A claimAll function is provided for investors who invested in multiple window period. But how much gas would be needed to perform this if you have invested in 341 periods? Hmmm....


    // Value should be a public key.  Read full key import policy.
    // Manually registering requires a base58
    // encoded using the STEEM, BTS, or EOS public key format.

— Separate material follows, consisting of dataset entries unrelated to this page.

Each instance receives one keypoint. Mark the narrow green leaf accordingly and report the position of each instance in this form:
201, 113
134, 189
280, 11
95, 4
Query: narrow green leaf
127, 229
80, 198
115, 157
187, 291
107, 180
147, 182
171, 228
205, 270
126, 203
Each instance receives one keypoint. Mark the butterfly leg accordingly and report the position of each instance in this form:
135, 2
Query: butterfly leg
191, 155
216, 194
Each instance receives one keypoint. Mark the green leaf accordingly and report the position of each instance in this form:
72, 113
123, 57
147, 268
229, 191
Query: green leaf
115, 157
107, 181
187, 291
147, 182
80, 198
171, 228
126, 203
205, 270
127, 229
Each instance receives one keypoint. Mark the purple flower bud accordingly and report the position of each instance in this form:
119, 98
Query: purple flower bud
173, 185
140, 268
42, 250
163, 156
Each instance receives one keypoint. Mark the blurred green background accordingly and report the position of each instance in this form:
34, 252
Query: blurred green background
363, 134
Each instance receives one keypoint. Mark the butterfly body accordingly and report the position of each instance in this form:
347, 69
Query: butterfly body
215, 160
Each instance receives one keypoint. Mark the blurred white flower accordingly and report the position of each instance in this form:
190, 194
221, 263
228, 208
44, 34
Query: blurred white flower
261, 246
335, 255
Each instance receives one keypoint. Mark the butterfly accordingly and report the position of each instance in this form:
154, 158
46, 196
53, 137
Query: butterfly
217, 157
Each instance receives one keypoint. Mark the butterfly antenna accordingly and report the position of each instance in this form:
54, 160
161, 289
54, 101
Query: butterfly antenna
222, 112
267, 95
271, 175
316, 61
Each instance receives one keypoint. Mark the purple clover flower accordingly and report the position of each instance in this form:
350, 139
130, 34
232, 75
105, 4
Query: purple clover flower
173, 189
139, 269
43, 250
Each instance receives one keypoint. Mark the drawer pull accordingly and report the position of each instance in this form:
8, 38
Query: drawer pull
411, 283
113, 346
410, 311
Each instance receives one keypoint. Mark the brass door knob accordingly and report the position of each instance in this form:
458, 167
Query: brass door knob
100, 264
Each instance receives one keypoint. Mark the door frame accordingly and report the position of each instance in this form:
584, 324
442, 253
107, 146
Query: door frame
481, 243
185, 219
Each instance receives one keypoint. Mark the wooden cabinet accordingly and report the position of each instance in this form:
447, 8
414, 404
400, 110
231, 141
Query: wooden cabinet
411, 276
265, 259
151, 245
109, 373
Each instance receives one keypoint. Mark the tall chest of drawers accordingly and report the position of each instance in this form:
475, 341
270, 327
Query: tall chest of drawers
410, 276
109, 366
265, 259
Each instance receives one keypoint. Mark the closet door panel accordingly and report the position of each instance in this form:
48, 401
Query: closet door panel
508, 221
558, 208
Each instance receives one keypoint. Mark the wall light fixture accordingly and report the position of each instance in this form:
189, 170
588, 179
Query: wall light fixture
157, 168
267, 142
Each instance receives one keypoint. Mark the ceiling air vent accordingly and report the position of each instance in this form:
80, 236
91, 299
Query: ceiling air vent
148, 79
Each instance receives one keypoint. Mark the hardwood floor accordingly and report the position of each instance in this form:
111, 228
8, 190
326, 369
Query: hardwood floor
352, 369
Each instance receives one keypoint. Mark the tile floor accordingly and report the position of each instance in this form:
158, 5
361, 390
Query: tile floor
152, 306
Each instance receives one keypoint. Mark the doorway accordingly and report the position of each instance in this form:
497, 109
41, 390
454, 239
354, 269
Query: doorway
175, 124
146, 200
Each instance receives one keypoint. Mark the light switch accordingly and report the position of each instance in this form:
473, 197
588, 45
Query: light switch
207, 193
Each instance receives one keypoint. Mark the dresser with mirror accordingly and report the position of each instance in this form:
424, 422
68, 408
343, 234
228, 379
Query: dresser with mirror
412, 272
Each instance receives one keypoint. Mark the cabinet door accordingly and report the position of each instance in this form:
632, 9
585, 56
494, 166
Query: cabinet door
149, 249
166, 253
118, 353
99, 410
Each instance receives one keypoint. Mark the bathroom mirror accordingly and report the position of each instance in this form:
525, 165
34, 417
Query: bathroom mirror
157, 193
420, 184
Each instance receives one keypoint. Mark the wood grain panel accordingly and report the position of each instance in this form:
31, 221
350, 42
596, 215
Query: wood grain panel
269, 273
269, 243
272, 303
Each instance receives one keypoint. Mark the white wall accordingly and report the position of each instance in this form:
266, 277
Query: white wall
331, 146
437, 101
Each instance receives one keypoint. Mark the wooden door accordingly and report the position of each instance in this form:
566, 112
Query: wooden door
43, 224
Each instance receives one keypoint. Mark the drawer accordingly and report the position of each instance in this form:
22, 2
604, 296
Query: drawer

    function register(string key) {
        assert(today() <=  numberOfDays + 1);
        assert(bytes(key).length <= 64);

        keys[msg.sender] = key;
        LogRegister(msg.sender, key);
    }

The register function maps an EOS public key to your Ethereum public key. This is one of the conditions of the ICO. If at the end of the contribution period and you didn't register, you won't receive your coin in the EOS blockchain when it launches. Basically this allows an automated way of giving you your EOS coins in the new EOS blockchain.

Collecting the Money


    // Crowdsale owners can collect ETH any number of times

    function collect() auth {
        assert(today() > 0); // Prevent recycling during window 0
        exec(msg.sender, this.balance);
        LogCollect(this.balance);
    }

    // Anyone can freeze the token 1 day after the sale ends
    function freeze() {
        assert(today() > numberOfDays + 1);
        EOS.stop();
        LogFreeze();
    }


collect functions allows the crowd sale owners to collect the Eth in the contract account any number of times. The freeze function freezes the crowd sale and can only be done when all the window periods are completed.

Conclusion

I didn't find any errors on the EOS contract. The only concern I have is the gas limit to be used in executing the claimAll command. I guess, the investor just have to provide a sufficiently high amount to ensure that there is enough gas to complete the transaction.

Sort:  

Thank you for taking the time out to do this. Was really helpful . Will be referencing this post in the future.

so ETH really are not locked until end of ICO, thanks for clarifying

It is very sad that this post does not have a valuation of minimum 100 usd. Really excellent work, I wish I had more reputation to give a greater reward. Vote up and resteem

Thank you very much! :) I will be doing more inspection work.